Since 2017, over 800,000 Rohingyas have fled persecution based on contestations related to their ethnic identities and claims within Myanmar. Rohingyas are the second-largest group of stateless people who were forced to escape genocide in Myanmar. Fleeing over the country’s border, Rohingyas took shelter in crowded camps in the south-eastern part of Bangladesh (Sengupta 2019; Islam, Mookherjee and Khan 2022). They constitute 4.7% of the total stateless communities of the world (Siddiqi 2020). This article will discuss the history of long-term oppression by the state of Myanmar of Rohingya and the historical and political context of creating stateless and undocumented Rohingya communities.
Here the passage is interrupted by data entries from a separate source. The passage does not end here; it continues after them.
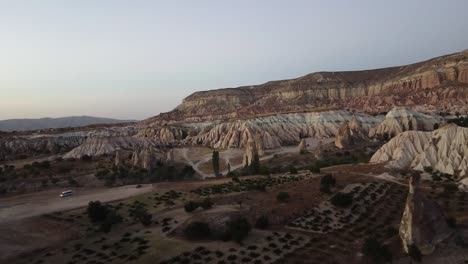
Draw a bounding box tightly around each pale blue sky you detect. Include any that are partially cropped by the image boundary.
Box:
[0,0,468,119]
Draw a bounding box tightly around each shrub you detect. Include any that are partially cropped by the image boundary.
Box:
[255,215,270,229]
[320,174,336,185]
[81,154,93,161]
[184,201,200,213]
[100,210,123,233]
[289,164,297,174]
[362,238,392,263]
[331,193,353,207]
[87,201,109,222]
[227,217,251,243]
[184,222,211,239]
[199,197,213,210]
[276,192,289,203]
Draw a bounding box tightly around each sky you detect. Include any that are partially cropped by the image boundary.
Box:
[0,0,468,119]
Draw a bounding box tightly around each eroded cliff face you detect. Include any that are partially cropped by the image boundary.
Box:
[335,116,368,149]
[143,51,468,125]
[370,124,468,177]
[182,111,382,149]
[400,175,453,255]
[63,136,161,159]
[369,107,444,137]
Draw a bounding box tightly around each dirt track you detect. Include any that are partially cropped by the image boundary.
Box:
[0,185,153,223]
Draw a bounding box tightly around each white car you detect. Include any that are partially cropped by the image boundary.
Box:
[60,190,73,198]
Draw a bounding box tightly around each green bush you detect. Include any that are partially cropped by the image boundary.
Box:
[330,193,353,207]
[184,222,211,240]
[199,197,213,210]
[87,201,109,223]
[100,210,123,233]
[276,192,289,203]
[289,164,297,174]
[255,215,270,229]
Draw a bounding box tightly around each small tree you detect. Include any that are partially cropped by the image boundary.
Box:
[133,206,153,226]
[276,192,289,203]
[184,222,211,240]
[200,197,213,210]
[87,201,109,223]
[227,217,251,243]
[249,152,260,174]
[330,192,353,207]
[211,150,219,177]
[289,164,297,174]
[100,210,123,233]
[255,215,270,229]
[184,201,200,213]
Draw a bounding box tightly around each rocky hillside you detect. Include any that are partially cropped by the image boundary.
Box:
[142,50,468,126]
[137,110,383,149]
[0,116,132,131]
[370,124,468,177]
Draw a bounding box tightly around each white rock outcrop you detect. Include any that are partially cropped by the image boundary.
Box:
[63,137,159,159]
[369,107,443,137]
[183,110,382,149]
[370,124,468,177]
[132,146,165,170]
[335,116,368,149]
[399,175,453,255]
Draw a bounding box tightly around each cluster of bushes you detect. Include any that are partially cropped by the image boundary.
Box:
[183,217,252,243]
[276,192,290,203]
[424,167,453,181]
[320,174,336,193]
[255,215,270,229]
[191,175,303,196]
[95,163,195,186]
[129,201,153,226]
[308,151,372,173]
[330,192,353,208]
[184,197,213,213]
[87,201,123,233]
[362,238,393,263]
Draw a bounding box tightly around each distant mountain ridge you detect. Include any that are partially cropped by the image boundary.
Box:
[142,50,468,126]
[0,116,136,132]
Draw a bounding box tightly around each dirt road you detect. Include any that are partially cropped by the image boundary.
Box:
[0,185,153,223]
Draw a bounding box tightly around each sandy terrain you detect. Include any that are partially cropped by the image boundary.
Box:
[0,185,153,223]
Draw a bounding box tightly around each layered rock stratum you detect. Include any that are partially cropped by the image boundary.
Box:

The Universal Declaration of Human Rights, Article 15, states that everyone has the right to hold citizenship. According to Article 1(1) of the 1954 Convention, ‘the term “stateless person” means a person who is not considered a national by any State under the operation of its law.’ (UNHCR 2014). Nevertheless, there are still millions of stateless people worldwide, one-third of whom are children. Sixty years after the 1954 Convention, there were more than 12 million stateless people worldwide, a number that is increasing annually (Edwards and Waas 2014). Rohingyas became ‘stateless’ because of state exclusion policies in Myanmar, especially after the 1982 Citizenship Law, as they could not fulfill the criteria under the ‘one state, one culture’ nationalistic concept (Islam, Mookherjee and Khan 2022). However, 600,000 Rohingya people still live in Myanmar without citizenship (UNHCR 2022), and almost 1 million Rohingya communities stay in Bangladeshi camps. In Myanmar and Bangladesh, Rohingya communities do not have legal documents; hence, they are denied fundamental human rights.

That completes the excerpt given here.